July 31 (Bloomberg) -- Japan stocks fell on the busiest day of earnings season, with the Topix index completing a third straight monthly decline, as the yen traded near a one-month high to the dollar.
Honda Motor Co., a carmaker that gets almost half its revenue from North America, lost 2.2 percent before a Federal Reserve policy decision. Tokyo Electric Power Co., the owner of the crippled Fukushima Dai-Ichi nuclear power plant, dropped 5.7 percent on a report a local government opposes reactor restarts. Gungho Online Entertainment Inc., an Internet-game company that surged tenfold this year through yesterday, plunged 13 percent. KDDI Corp., the nation’s third-largest mobile carrier by value, jumped 6.9 percent as operating profit surged.
The Topix dropped 1.5 percent to 1,131.70 at the close in Tokyo after rising the most in three weeks yesterday. All but four of the 33 industry groups retreated. The gauge slid 0.2 percent this month. The Nikkei 225 Stock Average lost 1.5 percent to 13,668.32 today, sliding 0.1 percent on the month.
“Investors don’t want to make big moves until they see how the Fed’s decision affects U.S. equities,” said Yutaka Miura, a senior technical analyst at Mizuho Securities Co., a unit of Japan’s third-biggest lender by market value. “Japanese stocks were sensitive to the yen’s level throughout the day. They extended losses toward the close as the yen spiked.”
This month’s decline in the Topix caps the longest losing streak since September 2011. The gauge remains 32 percent higher for the year amid optimism Prime Minister Shinzo Abe will push through reforms while the Bank of Japan continues record stimulus to beat deflation. Investor attention is now shifting to whether reforms will be implemented and the sales tax raised as planned to rein in the fiscal deficit and national debt.
Earnings season for Topix companies peaked today with 284 firms reporting results. Of the 131 companies on the measure that have posted quarterly results and for which Bloomberg has estimates, 52 percent beat projections. Profits on the gauge are projected to rise 66 percent from the previous quarter, according to a Bloomberg survey.

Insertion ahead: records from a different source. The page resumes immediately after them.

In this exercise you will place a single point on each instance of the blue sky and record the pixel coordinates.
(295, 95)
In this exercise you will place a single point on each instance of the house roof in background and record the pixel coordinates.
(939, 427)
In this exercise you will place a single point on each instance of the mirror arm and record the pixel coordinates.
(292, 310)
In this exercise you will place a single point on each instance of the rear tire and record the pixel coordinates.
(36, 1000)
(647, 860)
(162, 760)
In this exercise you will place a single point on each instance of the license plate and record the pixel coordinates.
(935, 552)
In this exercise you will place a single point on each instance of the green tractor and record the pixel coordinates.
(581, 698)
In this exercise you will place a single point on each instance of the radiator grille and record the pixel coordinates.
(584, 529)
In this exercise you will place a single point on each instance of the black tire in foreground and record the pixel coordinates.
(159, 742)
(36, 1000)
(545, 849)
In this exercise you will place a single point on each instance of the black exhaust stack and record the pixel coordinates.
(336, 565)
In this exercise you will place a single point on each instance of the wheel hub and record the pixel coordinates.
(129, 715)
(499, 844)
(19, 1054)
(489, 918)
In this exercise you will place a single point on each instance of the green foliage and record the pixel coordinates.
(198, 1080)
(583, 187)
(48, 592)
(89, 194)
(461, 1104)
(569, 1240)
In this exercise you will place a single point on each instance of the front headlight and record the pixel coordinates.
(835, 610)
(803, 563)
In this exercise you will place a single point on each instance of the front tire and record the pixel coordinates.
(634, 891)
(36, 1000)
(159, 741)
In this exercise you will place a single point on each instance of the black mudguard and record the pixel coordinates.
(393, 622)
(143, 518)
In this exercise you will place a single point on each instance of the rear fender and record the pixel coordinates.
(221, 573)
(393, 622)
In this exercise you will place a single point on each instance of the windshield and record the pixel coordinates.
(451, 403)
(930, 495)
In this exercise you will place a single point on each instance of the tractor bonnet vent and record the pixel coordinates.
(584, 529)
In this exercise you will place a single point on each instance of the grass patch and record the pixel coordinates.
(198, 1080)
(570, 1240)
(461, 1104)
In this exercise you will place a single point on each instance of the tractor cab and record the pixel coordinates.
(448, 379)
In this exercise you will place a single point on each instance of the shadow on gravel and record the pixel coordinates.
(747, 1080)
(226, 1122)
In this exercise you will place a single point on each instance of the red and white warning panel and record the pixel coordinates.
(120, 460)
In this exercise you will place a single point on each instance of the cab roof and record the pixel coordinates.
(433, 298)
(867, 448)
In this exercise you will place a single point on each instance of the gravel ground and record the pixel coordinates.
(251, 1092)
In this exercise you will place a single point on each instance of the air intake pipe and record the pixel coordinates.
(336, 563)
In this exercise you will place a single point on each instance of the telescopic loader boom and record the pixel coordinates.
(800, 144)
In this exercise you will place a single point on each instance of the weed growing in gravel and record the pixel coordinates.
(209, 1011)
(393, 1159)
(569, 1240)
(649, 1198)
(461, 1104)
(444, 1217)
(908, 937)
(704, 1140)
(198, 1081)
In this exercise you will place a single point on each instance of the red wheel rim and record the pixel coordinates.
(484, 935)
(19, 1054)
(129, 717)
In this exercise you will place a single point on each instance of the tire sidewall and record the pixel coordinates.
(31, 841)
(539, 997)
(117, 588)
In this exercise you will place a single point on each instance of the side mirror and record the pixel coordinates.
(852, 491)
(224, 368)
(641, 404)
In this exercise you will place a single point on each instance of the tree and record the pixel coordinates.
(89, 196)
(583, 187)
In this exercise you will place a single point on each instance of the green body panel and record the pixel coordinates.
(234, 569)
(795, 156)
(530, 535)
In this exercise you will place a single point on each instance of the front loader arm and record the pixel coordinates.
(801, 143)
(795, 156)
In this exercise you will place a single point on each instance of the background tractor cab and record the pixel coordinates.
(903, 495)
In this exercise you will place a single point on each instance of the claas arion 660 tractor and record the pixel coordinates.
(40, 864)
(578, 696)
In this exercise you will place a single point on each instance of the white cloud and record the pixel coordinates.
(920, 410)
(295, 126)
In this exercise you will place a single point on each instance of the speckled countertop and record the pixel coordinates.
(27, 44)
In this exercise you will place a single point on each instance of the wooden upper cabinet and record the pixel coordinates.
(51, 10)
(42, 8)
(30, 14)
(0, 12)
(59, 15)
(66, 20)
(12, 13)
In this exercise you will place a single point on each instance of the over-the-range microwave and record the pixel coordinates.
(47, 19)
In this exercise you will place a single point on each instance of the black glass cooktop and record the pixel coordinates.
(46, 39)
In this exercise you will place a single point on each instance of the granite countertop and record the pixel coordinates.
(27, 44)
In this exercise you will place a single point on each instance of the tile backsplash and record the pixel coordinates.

Futures on the S&P 500 fell 0.1 percent today after the measure gained less than 0.1 percent in New York yesterday as investors weighed earnings. U.S. home prices rose 12.2 percent in May, the most in more than seven years, a report showed.
The Federal Open Market Committee, which has said it may start paring stimulus should the U.S. economy meet forecasts, concludes a two-day meeting today. The Fed will begin to reduce bond purchases in September, according to a Bloomberg survey of economists.
Exporters retreated as the yen held gains against the dollar and strengthened in the last hour of trading. Japan’s currency touched 97.78 to the greenback today. Honda, Japan’s third-largest carmaker, lost 2.2 percent to 3,630 yen. Nikon Corp., the world’s second-biggest camera maker, fell 2.1 percent to 2,049 yen.
Tokyo Electric Power declined 5.7 percent to 599 yen. Trade Minister Akira Amari did not persuade Niigata Governor Hirohiko Izumida to approve reactor restarts at a meeting yesterday, the Nikkei newspaper reported. The prefecture is home to the utility’s Kashiwazaki-Kariwa nuclear plant, the world’s largest by generating capacity.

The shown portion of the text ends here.